One author states that "the usual Maxwell field is the quantum wave function for a single photon" - see http://arxiv.org/ftp/quant-ph/papers/0604/0604169.pdf

Is it correct that a single photon can be described using Maxwell's equations - or do the Maxwell equations only describe the behaviour of large numbers of photons?

2. Jun 4, 2008

### reilly

It is correct; basic to QED. See any QFT text; Weinberg for example.
Regards,
Reilly Atkinson

3. Jun 4, 2008

### lbrits

There is a difference between Maxwell's equations and the Maxwell field. The former are classical equations of motion, while the latter is a field that can be quantized. The quantization of this field leads to one or more photons.

There's a caveat, which applies to free fields only, that the classical equations of motion hold true as operator equations in quantum mechanics.

4. Jun 4, 2008

### pam

In this sense, classical EM is a quantum theory, with $$A^\mu$$ being the wave function of a photon.

5. Jun 4, 2008

### Fredrik

Staff Emeritus
I would interpret this to mean that the wave function of a photon is a function that assigns classical EM field components to each point in space-time. That's definitely not correct.

(Reilly must have interpreted it differently).

However, if you quantize the field and have the quantum field act on the vacuum state, the result is a one-photon state that can be called the "wave function" of a single photon. I would prefer to call it a "state vector" instead of a "wave function" though.

6. Jun 4, 2008

### jostpuur

I thought the point in QED is to calculate cross-sections without trying to answer questions like this What is the spatial probability density for the photon then? Is it possible to derive this Maxwell equation for the photon from the Schrödinger's equation of the entire system, quantized EM field?

7. Jun 4, 2008

### Fredrik

Staff Emeritus
The state of a photon is in general a superposition of states with different momenta. Let's ignore other degrees of freedom and express this as

$$\int d^3p f(\vec p)a^\dagger(\vec p)|0\rangle$$

where $a^\dagger(\vec p)$ is the creation operator that creates a one-particle state with momentum p when it acts on the vaccum.

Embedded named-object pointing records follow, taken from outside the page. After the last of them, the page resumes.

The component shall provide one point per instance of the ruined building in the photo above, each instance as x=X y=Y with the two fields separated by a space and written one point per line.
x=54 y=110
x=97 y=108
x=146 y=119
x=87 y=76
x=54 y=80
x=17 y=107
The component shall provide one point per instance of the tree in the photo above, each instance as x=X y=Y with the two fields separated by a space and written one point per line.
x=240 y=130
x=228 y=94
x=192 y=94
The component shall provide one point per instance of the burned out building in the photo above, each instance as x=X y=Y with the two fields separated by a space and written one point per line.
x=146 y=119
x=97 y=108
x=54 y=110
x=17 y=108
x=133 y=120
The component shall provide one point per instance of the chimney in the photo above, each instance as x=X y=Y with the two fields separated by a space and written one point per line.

The Fourier transform of f can be interpreted as an ordinary wave function.

When the field acts on the vacuum, the Fourier transform of what corresponds to this f in that case is a delta function.

You can't derive Maxwell's equations from the Schrödinger equation. You should think of Maxwell's equations as equations satisfied by the fields and the Shrödinger equation as an equation satisfied by the time evolution operator (which can be constructed from the fields).

8. Jun 4, 2008

### jostpuur

I've been hoping that something like this could be true, but I've always got lost with the $$1/(2E_{\vec{p}})$$ factors in this business.